The difference is, that's how it's usually taught.
As in 食べてもいいですか？(May I eat/ Is it okay if I eat?)
Sorry but I am not sure to understand the difference... "that's how is usually taught"... in Japan? In the US? Which is more polite? Sorry but this came out a lot in previous lessons and I just want to understand :)
That is how this sentence structure is usually taught in formal textbooks.
Verb~てもいいですか？ Is the more polite way of asking for permission.
Both are fine. I'm not sure what level of formality is inferred from "Can I look at my textbook?" to make you think it HAS to be 見てもいい.

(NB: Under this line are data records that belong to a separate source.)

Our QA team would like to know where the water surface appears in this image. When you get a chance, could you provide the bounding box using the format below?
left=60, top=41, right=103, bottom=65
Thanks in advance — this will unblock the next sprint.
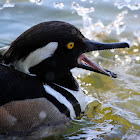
left=0, top=0, right=140, bottom=139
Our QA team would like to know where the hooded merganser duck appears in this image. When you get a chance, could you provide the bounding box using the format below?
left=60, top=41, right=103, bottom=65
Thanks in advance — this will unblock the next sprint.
left=0, top=21, right=129, bottom=137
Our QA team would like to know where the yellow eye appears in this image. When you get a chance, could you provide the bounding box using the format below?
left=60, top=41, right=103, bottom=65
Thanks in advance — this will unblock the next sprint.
left=67, top=42, right=74, bottom=49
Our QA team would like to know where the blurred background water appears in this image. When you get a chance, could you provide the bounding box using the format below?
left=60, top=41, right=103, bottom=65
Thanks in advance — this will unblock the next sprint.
left=0, top=0, right=140, bottom=140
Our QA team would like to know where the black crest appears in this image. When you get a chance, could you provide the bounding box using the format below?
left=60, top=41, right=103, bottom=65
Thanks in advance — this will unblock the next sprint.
left=3, top=21, right=85, bottom=64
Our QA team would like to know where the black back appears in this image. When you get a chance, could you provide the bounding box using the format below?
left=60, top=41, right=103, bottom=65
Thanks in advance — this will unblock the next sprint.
left=0, top=64, right=46, bottom=106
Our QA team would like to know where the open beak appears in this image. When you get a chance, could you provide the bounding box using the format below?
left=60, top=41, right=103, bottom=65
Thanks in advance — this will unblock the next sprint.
left=77, top=40, right=129, bottom=78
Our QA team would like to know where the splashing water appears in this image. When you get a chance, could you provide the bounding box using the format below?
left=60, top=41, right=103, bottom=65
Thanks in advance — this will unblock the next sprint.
left=53, top=2, right=64, bottom=9
left=72, top=2, right=94, bottom=27
left=115, top=0, right=140, bottom=11
left=72, top=2, right=95, bottom=41
left=29, top=0, right=43, bottom=5
left=0, top=0, right=14, bottom=10
left=71, top=1, right=129, bottom=42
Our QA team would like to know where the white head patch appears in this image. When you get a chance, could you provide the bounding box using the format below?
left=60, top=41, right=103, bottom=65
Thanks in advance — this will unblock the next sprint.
left=13, top=42, right=58, bottom=73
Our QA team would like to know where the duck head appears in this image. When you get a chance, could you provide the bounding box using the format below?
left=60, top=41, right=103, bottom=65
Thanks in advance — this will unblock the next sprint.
left=2, top=21, right=129, bottom=82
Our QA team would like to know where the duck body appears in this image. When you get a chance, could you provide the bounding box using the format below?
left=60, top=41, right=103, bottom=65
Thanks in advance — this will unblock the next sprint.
left=0, top=21, right=129, bottom=136
left=0, top=64, right=86, bottom=136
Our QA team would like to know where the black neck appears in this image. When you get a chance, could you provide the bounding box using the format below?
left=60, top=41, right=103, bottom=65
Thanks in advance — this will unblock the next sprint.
left=51, top=72, right=79, bottom=91
left=29, top=61, right=79, bottom=91
left=42, top=71, right=79, bottom=91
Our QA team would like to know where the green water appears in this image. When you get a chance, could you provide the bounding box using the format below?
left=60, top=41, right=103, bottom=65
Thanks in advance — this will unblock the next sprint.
left=0, top=0, right=140, bottom=139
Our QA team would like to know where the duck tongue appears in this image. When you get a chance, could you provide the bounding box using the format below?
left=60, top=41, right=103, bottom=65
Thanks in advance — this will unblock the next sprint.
left=77, top=54, right=117, bottom=78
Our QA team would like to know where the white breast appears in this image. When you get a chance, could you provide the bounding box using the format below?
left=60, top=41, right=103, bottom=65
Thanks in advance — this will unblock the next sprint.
left=55, top=84, right=87, bottom=112
left=43, top=84, right=76, bottom=119
left=43, top=83, right=94, bottom=119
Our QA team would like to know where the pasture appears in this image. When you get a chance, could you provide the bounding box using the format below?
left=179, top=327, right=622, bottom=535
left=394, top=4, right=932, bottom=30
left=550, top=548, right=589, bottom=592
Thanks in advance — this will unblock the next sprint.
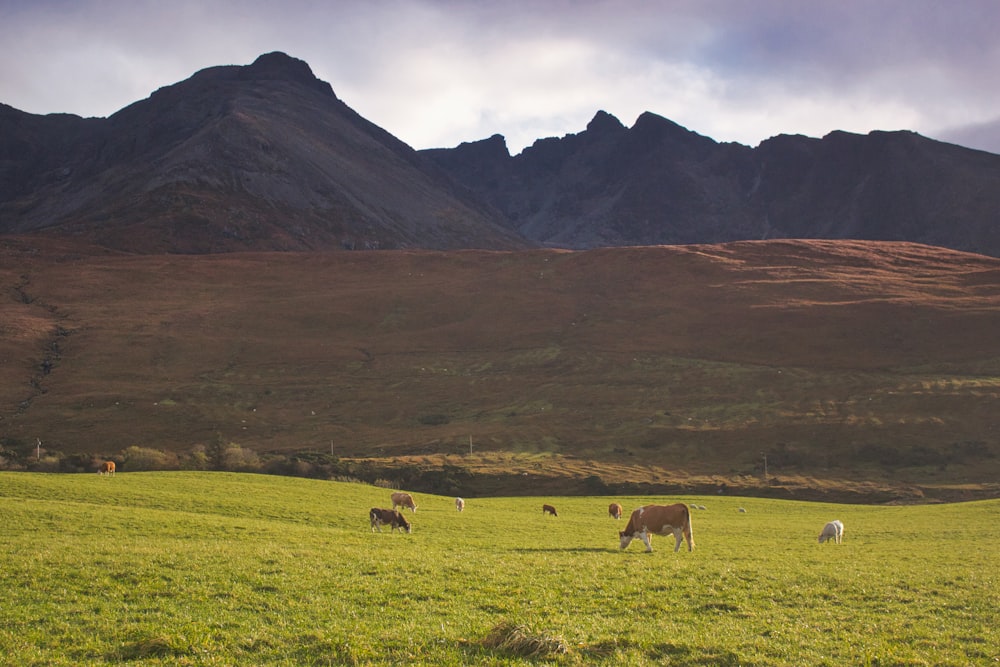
left=1, top=472, right=997, bottom=665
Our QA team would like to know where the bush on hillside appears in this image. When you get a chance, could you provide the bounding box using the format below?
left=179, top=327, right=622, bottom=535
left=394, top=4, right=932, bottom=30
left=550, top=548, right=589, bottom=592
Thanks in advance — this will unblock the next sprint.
left=121, top=446, right=180, bottom=471
left=220, top=444, right=261, bottom=472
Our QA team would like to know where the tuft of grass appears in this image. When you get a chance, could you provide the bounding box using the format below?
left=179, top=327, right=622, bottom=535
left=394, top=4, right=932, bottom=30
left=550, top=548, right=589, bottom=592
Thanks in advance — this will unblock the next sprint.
left=482, top=621, right=569, bottom=659
left=114, top=636, right=185, bottom=660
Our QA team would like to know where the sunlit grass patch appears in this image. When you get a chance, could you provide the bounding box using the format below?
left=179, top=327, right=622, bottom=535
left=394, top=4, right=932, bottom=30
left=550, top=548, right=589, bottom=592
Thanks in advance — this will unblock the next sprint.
left=1, top=472, right=998, bottom=665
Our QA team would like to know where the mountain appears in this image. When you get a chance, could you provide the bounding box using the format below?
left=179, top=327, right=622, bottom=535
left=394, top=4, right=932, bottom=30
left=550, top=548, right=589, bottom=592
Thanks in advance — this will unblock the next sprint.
left=4, top=53, right=999, bottom=256
left=423, top=111, right=1000, bottom=257
left=0, top=52, right=526, bottom=253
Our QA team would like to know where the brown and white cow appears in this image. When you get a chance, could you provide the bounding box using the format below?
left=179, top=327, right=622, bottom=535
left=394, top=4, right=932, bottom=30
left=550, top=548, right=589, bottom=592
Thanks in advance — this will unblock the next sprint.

I think it's implied, but it could be translated as "the textbook, a textbook, my textbook". The fact that it's"my" textbook is contectual, but in this sentence we have no context.
Is it wrong if I add a は particle?
"To look at the textbook, is it okay?"
Never even mind formality, it just feels weird and incomplete to me without the particle.
All of the elements have meaning. "Mo" conveys a sense of additionality (too, also), ranging to the unexpected (even, although). "Mite mo ii?" then, is something like "Looking, too, is OK?" or "Even looking is OK?" "Mite ii?" leaves this out or leaves it to be understood (which is consistent with the Japanese propensity for not saying what can be understood except to be polite).
Mite ii, mite mo ii, and mite wa ii are all possible and the difference between them is the difference in the sense or meaning of the particles. First, particles indicate but do not create grammatical function. So, "mite ii," with or without a particle, means roughly "looking is OK." Add "mo" and you get "looking, too ..." or "even looking is OK." Add "wa" and you get something like "looking, as compared or contrasted with whatever else might be mentioned, is OK." In other words the particles add nuance but the grammar of "mite ii" is constant.